Wednesday, October 17, 2012

Third Time's the Charm (VEGAN MOFO: DAY 17)

Two Thursdays ago, my office ordered lunch takeout from a Downtown Pittsburgh restaurant called Six Penn Kitchen, where they had a BBQ Tofu Salad listed on their online menu, although I later learned it actually wasn't on the menu anymore.  I ordered it, and they made it for me despite their outdated online menu. 
It was tofu, probably baked with a BBQ sauce, some fried onions, a bed of raw spinach, and some mushrooms.  At first bite, I thought it was kind of boring.  But it grew on me with each successive bite.  The spinach really had nothing on it, but when you cut up the tofu and onions, the bit of oil and spices on them got on everything, and it really wasn't half bad.  Actually, it inspired me.  I figured, hey, I could make this, it's really simple and low-calorie.

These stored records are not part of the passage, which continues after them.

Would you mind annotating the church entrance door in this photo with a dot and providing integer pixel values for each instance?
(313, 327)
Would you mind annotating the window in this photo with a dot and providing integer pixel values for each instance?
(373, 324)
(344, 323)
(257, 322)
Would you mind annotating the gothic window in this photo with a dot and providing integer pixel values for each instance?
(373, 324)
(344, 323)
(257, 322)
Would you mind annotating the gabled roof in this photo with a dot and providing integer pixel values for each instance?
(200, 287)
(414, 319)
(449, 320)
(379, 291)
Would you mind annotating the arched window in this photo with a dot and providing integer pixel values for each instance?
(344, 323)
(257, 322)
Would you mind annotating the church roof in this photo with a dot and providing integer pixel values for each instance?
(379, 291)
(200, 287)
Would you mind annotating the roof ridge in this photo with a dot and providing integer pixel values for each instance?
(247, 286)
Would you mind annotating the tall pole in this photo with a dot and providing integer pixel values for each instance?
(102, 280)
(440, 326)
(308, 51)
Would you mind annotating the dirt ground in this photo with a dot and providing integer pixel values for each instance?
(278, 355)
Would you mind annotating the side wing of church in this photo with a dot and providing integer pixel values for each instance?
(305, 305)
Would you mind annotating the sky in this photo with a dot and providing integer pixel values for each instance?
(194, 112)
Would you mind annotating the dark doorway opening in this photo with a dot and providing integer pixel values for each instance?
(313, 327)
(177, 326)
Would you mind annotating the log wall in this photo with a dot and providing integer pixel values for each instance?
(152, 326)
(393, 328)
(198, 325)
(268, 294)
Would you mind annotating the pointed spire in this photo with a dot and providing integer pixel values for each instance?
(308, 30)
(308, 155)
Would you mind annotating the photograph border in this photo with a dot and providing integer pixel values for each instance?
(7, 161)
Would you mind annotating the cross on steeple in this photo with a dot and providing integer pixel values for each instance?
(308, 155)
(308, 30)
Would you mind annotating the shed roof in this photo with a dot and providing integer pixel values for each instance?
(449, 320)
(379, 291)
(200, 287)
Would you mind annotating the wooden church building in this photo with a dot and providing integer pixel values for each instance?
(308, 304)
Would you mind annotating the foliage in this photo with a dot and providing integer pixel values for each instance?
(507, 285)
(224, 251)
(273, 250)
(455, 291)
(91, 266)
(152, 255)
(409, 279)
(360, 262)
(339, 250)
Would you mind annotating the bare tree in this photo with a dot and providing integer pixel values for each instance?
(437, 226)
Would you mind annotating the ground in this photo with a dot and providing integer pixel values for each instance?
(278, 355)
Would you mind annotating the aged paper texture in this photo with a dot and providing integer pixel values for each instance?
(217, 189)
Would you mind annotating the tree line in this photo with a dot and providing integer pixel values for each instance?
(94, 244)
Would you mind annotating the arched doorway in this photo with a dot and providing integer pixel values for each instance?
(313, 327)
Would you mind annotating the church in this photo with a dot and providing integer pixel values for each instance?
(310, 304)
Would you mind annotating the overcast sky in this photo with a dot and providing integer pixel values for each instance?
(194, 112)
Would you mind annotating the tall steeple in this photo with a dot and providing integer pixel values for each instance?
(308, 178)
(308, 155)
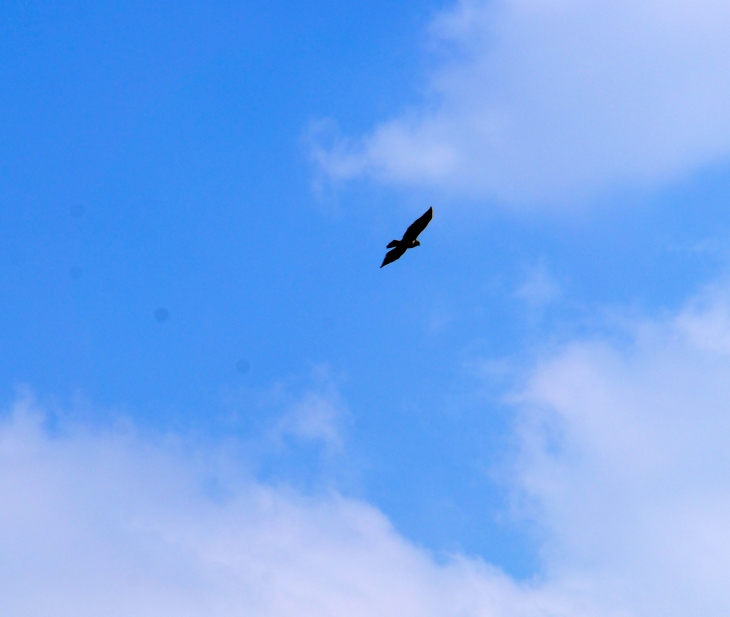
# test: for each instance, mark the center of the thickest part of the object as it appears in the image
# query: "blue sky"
(466, 415)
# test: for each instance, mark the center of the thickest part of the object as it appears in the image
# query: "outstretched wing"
(391, 256)
(417, 227)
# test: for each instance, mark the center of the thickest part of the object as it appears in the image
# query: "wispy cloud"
(623, 466)
(549, 101)
(108, 523)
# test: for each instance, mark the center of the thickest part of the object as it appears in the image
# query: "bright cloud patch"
(627, 461)
(623, 464)
(108, 524)
(554, 99)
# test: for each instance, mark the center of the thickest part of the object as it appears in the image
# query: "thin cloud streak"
(549, 102)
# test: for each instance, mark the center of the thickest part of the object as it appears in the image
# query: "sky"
(214, 402)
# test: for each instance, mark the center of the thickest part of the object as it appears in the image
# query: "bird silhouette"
(409, 239)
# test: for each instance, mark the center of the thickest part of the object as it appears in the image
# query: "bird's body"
(409, 240)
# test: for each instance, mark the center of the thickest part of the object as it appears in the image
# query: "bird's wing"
(391, 256)
(418, 226)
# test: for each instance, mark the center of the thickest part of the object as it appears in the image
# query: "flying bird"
(409, 239)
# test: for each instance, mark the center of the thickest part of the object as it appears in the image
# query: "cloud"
(546, 101)
(318, 416)
(625, 462)
(622, 466)
(110, 523)
(539, 288)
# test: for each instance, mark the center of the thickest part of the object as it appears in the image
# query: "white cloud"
(111, 524)
(318, 416)
(626, 462)
(539, 288)
(623, 464)
(550, 100)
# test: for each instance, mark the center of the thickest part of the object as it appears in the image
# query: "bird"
(409, 240)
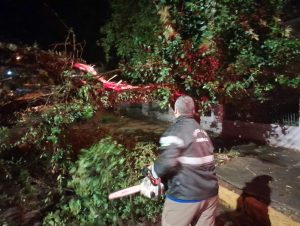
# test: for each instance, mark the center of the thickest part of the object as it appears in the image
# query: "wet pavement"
(270, 175)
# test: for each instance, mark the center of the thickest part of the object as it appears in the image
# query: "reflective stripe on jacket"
(186, 161)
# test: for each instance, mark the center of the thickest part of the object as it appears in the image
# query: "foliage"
(207, 48)
(101, 169)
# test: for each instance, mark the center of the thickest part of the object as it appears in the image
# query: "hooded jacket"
(186, 161)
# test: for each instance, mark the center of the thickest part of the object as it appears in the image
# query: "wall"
(148, 110)
(271, 134)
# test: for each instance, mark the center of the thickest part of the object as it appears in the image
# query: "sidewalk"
(264, 182)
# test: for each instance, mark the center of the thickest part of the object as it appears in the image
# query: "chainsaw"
(150, 187)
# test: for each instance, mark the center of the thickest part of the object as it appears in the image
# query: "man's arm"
(168, 160)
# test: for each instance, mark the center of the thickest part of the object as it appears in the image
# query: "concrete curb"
(230, 198)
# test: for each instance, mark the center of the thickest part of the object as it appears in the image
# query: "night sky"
(47, 22)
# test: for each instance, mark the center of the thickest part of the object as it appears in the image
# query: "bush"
(100, 170)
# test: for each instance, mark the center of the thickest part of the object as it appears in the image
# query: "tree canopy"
(209, 49)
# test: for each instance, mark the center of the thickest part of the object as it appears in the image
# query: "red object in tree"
(85, 68)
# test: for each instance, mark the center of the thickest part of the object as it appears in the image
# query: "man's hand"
(149, 190)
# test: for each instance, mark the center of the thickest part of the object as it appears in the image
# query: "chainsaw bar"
(124, 192)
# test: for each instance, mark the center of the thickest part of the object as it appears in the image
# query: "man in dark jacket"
(186, 162)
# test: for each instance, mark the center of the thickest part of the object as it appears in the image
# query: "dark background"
(46, 22)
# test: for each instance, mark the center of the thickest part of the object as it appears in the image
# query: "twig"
(247, 168)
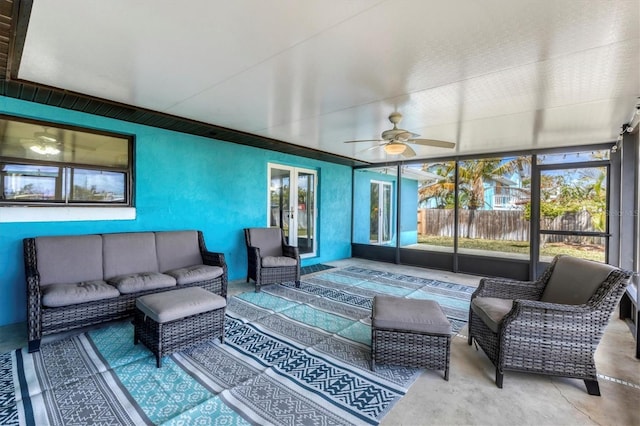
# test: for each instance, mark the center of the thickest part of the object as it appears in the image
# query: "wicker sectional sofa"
(81, 280)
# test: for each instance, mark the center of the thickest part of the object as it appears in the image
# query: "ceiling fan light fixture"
(394, 148)
(43, 149)
(45, 137)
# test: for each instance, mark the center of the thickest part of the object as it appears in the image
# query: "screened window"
(41, 163)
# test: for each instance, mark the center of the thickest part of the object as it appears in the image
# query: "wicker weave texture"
(546, 338)
(410, 349)
(175, 336)
(263, 276)
(42, 321)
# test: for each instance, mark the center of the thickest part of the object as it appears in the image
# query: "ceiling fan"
(396, 141)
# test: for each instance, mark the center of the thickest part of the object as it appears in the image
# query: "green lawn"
(585, 251)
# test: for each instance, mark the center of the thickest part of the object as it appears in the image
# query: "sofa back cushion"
(177, 249)
(573, 280)
(69, 259)
(268, 240)
(129, 253)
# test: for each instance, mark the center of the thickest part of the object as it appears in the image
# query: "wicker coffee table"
(411, 333)
(175, 320)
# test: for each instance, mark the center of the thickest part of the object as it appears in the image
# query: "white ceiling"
(491, 75)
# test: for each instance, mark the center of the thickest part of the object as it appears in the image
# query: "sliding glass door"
(292, 205)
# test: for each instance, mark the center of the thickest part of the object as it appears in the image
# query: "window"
(45, 164)
(374, 206)
(494, 195)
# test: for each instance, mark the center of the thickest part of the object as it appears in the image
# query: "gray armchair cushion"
(177, 249)
(277, 261)
(268, 240)
(491, 310)
(177, 304)
(396, 313)
(195, 273)
(573, 281)
(64, 294)
(69, 259)
(133, 283)
(129, 253)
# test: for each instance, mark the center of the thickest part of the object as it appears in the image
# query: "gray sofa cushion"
(396, 313)
(195, 273)
(133, 283)
(59, 294)
(129, 253)
(491, 310)
(277, 261)
(268, 240)
(177, 249)
(573, 280)
(69, 259)
(176, 304)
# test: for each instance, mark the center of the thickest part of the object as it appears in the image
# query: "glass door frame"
(292, 215)
(382, 211)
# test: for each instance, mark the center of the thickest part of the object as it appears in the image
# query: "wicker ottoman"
(410, 332)
(175, 320)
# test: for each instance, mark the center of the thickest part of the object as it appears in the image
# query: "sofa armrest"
(34, 294)
(290, 251)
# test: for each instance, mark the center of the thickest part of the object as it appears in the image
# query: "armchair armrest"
(290, 251)
(509, 289)
(531, 320)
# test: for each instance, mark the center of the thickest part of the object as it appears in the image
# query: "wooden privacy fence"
(497, 224)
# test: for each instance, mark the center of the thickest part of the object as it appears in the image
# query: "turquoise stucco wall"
(183, 182)
(409, 212)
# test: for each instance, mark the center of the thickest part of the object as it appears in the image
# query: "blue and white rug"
(291, 356)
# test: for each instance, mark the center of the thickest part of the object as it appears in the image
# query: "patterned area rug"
(291, 356)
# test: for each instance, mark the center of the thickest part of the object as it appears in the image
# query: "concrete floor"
(470, 397)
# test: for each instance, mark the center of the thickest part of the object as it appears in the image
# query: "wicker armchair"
(550, 326)
(270, 259)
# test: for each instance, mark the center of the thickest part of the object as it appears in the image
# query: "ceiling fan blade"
(365, 140)
(406, 135)
(371, 148)
(432, 142)
(408, 152)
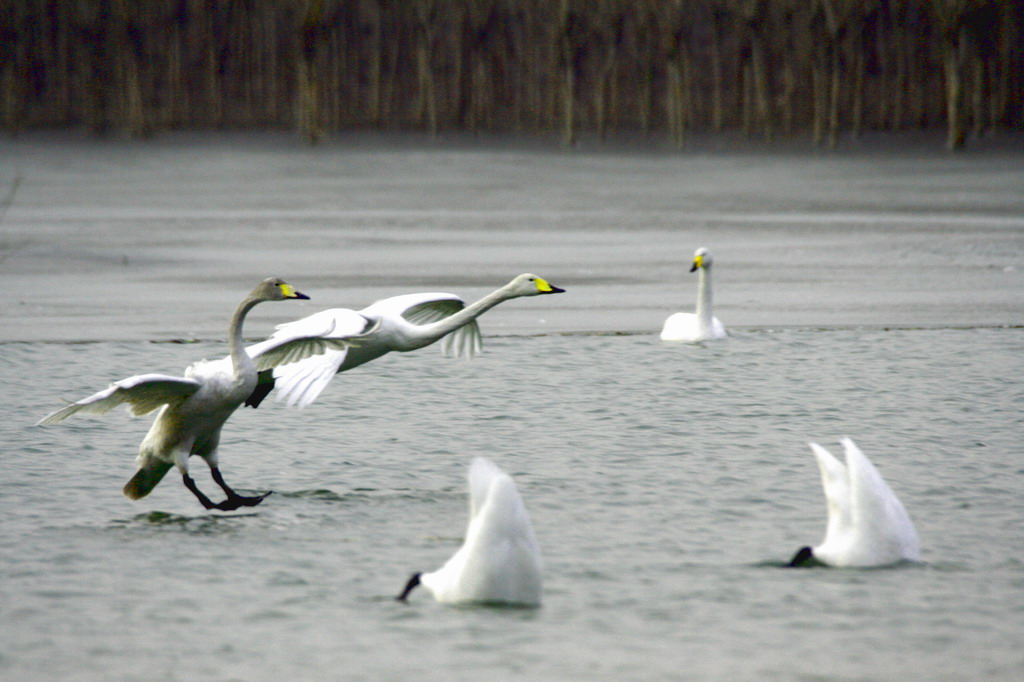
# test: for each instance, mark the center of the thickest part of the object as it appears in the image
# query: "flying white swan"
(701, 326)
(400, 323)
(195, 408)
(499, 561)
(867, 525)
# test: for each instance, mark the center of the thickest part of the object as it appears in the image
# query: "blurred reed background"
(768, 69)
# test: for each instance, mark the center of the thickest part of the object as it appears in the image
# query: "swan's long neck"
(705, 313)
(467, 314)
(241, 361)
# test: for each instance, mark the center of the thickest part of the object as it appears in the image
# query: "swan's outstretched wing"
(143, 393)
(426, 308)
(286, 351)
(299, 383)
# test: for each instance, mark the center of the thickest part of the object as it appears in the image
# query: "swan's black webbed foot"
(235, 501)
(410, 586)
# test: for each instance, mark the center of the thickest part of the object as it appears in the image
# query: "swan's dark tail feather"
(145, 479)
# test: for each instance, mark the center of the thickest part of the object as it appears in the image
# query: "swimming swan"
(500, 561)
(701, 326)
(400, 323)
(867, 525)
(195, 408)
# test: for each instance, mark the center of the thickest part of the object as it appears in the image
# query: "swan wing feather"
(142, 393)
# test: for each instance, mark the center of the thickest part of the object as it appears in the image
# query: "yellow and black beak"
(289, 292)
(545, 287)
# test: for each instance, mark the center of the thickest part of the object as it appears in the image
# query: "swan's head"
(530, 285)
(274, 289)
(701, 258)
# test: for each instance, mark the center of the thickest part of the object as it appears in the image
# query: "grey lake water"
(876, 293)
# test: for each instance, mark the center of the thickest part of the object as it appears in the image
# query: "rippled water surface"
(667, 484)
(870, 294)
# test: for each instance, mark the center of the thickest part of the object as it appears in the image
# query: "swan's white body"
(194, 408)
(701, 326)
(500, 560)
(400, 323)
(867, 524)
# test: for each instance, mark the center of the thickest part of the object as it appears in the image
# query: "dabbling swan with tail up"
(867, 524)
(400, 323)
(499, 561)
(701, 326)
(194, 408)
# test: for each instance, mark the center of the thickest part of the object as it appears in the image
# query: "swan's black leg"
(233, 500)
(410, 586)
(190, 484)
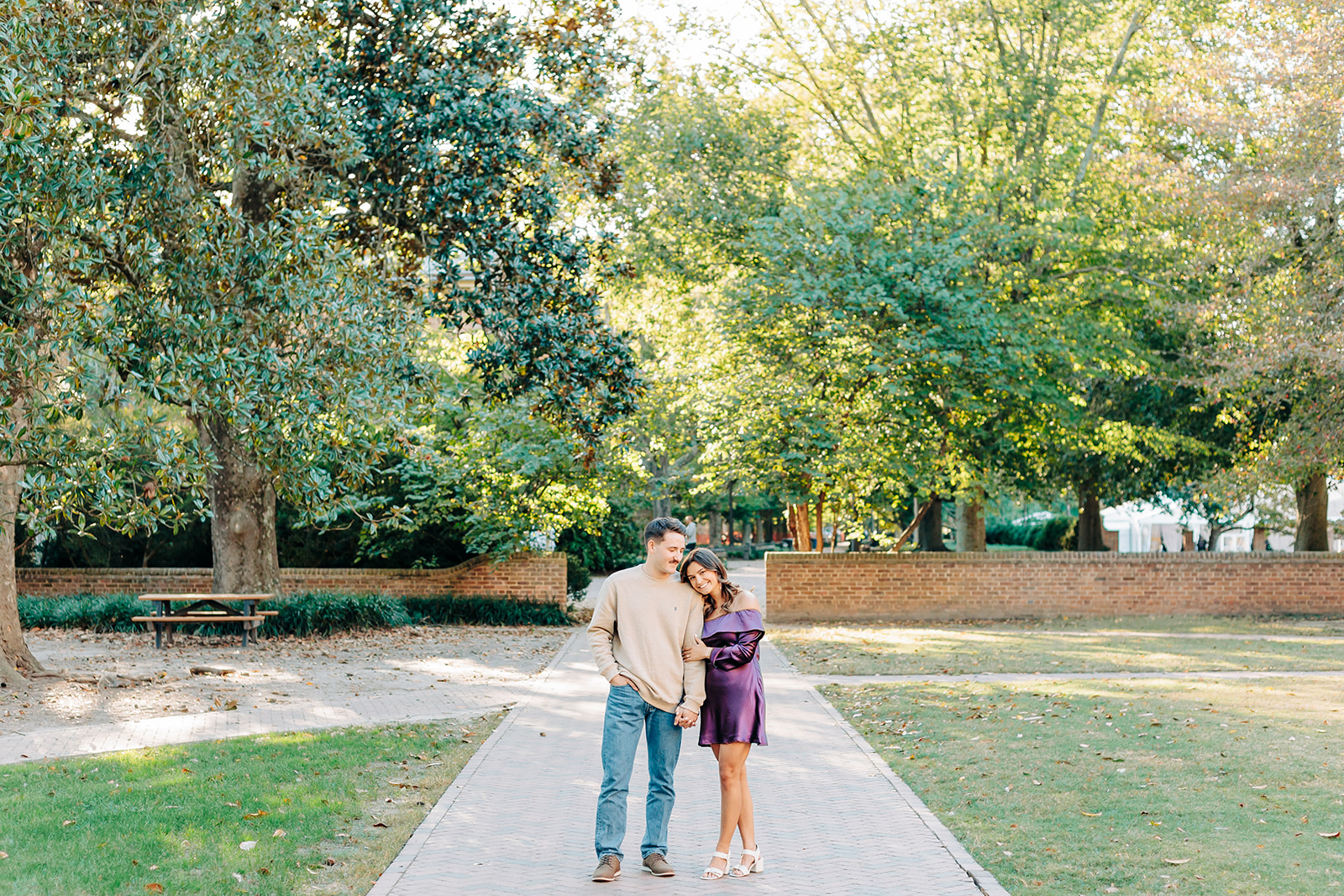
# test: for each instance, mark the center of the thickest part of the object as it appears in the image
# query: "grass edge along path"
(324, 812)
(1124, 786)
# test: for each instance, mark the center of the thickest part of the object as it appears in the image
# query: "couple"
(671, 636)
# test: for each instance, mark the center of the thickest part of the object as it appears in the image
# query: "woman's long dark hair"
(710, 560)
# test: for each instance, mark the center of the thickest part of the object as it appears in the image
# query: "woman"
(732, 716)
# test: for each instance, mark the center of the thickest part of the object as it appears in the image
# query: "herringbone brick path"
(831, 815)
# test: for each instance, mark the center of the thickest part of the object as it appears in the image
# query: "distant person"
(732, 715)
(645, 617)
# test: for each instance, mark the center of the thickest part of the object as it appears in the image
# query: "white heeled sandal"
(716, 873)
(745, 868)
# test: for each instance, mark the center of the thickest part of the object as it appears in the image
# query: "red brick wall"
(539, 577)
(1021, 584)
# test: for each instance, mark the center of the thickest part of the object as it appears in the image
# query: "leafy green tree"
(228, 295)
(77, 445)
(477, 130)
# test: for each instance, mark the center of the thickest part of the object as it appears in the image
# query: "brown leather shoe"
(658, 866)
(608, 869)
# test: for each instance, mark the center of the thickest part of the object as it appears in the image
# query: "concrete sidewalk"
(831, 815)
(80, 741)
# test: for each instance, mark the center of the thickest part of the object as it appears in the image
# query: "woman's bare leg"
(732, 783)
(746, 817)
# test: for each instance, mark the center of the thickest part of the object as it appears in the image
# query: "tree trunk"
(242, 527)
(730, 515)
(804, 531)
(1089, 521)
(971, 523)
(1314, 527)
(822, 503)
(15, 656)
(931, 527)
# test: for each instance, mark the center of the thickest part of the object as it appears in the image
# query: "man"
(644, 618)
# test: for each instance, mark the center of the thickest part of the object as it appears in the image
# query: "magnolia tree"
(228, 219)
(77, 443)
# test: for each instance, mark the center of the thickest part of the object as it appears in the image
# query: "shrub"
(577, 578)
(323, 613)
(98, 613)
(1050, 533)
(486, 611)
(302, 614)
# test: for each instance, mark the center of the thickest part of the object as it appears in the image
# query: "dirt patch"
(123, 678)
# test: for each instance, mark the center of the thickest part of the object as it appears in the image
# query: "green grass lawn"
(296, 813)
(1126, 788)
(835, 649)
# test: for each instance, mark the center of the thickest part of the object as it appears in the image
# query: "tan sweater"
(638, 629)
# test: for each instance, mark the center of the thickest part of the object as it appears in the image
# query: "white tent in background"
(1144, 527)
(1151, 527)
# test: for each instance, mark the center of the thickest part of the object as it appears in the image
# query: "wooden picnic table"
(172, 610)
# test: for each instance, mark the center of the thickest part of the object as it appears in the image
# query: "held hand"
(696, 653)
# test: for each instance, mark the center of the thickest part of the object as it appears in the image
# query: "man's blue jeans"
(627, 714)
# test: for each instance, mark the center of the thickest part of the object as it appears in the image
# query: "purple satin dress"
(734, 694)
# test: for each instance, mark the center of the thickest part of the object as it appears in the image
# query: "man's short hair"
(662, 526)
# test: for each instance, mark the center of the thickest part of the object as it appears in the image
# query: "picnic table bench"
(172, 610)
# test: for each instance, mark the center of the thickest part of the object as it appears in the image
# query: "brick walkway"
(78, 741)
(832, 817)
(1234, 674)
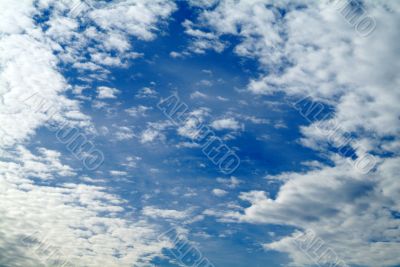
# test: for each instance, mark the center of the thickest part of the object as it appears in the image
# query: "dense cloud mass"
(311, 50)
(304, 50)
(32, 91)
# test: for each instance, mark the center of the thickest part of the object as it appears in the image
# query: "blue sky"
(287, 86)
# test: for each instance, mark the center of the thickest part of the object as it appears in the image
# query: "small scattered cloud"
(197, 94)
(104, 92)
(146, 92)
(219, 192)
(226, 124)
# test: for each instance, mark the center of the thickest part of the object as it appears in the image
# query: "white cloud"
(219, 192)
(118, 173)
(124, 133)
(146, 92)
(84, 222)
(226, 124)
(198, 94)
(137, 111)
(232, 182)
(104, 92)
(154, 212)
(314, 51)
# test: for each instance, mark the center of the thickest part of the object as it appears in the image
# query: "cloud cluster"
(308, 48)
(84, 223)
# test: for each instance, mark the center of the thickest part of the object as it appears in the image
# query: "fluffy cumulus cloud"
(36, 37)
(315, 49)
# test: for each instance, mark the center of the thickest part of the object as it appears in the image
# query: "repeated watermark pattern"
(317, 250)
(184, 251)
(212, 146)
(42, 250)
(330, 128)
(356, 15)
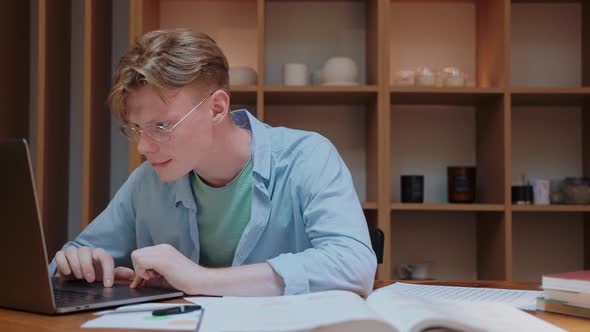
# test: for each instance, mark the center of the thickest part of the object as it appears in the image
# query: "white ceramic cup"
(541, 191)
(340, 70)
(295, 74)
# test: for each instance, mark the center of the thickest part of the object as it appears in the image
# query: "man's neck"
(231, 153)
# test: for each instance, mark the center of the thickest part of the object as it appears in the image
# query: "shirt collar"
(261, 152)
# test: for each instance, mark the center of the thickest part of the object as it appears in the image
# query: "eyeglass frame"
(166, 130)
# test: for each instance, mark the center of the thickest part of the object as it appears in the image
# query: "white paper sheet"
(145, 320)
(281, 313)
(521, 299)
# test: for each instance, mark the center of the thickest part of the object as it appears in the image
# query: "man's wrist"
(201, 277)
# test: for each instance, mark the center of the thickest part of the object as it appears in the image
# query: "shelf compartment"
(243, 94)
(548, 243)
(320, 95)
(426, 139)
(331, 28)
(447, 207)
(555, 29)
(461, 245)
(443, 96)
(469, 35)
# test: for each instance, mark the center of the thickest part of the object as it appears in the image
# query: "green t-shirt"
(222, 216)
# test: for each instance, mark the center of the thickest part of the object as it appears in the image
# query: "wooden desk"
(11, 320)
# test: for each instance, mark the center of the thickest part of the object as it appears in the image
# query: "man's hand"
(90, 264)
(164, 261)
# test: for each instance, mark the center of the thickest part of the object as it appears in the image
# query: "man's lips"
(160, 164)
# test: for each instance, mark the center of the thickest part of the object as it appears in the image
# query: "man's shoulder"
(292, 143)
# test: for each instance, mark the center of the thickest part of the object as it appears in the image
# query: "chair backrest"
(377, 240)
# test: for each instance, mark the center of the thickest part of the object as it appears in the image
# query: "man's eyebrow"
(147, 124)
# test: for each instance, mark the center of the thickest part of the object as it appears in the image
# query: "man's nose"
(146, 144)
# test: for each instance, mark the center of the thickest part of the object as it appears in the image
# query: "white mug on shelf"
(295, 74)
(340, 71)
(541, 191)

Recently, I made this BBQ popcorn from Quick and Easy Low-Cal Vegan Comfort Food, and I thought that the spice and sugar mix for that popcorn would probably make a suitable dry rub for the tofu.  I pressed the tofu and covered them with the rub, then put them into my cast iron skillet and into the broiler for about 10 minutes, flipped them, then 10 minutes more.  There was no oil on them, but then I also fried up some onions, where I used some spray oil--not too much.
Once again, a bit plain, but I would like it better every bite I took.  Not quite as good as Six Penn's version, but I wasn't dissatisfied with it.

Then I got Let Them Eat Vegan by Dreena Burton from the library, and I saw her simple recipe for Sunflower BBQ Tofu, and thought I'd make another carton of tofu with that recipe.  I'm not really sure what sunflower butter is, so I used one of her alternatives listed, tahini.  The recipe also had oil, which I cut in half.  Then I made the Cauliflower Mashed Potatoes, or "Caulipots" from Appetite for Reduction to add to this mix and make it a little more exciting.  Never one to feel limited to using just ONE listed recipe variation, I added both garlic with spices AND some nutritional yeast. 
Oh yeah, NOW we're talking!  This is a meal!  Caulipots, a bed of spinach, a couple raw mushrooms, some BBQ tofu, and fried onion.  It looks all organized in the above picture, but ultimately, I cut it all up and mashed it all together and mmmmmmmm.  Really great, and still very healthy!  I could eat this a few times a week and be happy.  But mostly, I'm just proud that I took an idea from a restaurant and made it way, way better.  Way to rule, me.  ::pats self on back::


  1. Oooh, I love the feeling of trumping a restaurant. :) That's a really good-looking meal - it's been forever since I've taken the time to marinate and cook tofu in something beyond soy sauce. This looks super homey and comfort food-y!

  2. Maybe you could offer the restaurant a few pointers and a recipe! I think I may have to get a copy of Dreena's book — I keep hearing such good things about it.

    1. Actually, I kinda had a fight (not really a fight) with this restaurant about their selling of endangered fish, so I'm not sure they want to hear from me. Plus, they're corporate-owned. But, in general, I OFTEN eat the Downtown restaurants' crappy vegan options and want to go to them and be like, "HELLO?? Do you know how easy this is to make delicious?" I get kinda pissed about it. They are really not putting any effort in to make the food good. I mean, if I had a restaurant, I'd be embarrassed if there was anything bad on the menu -- why aren't they?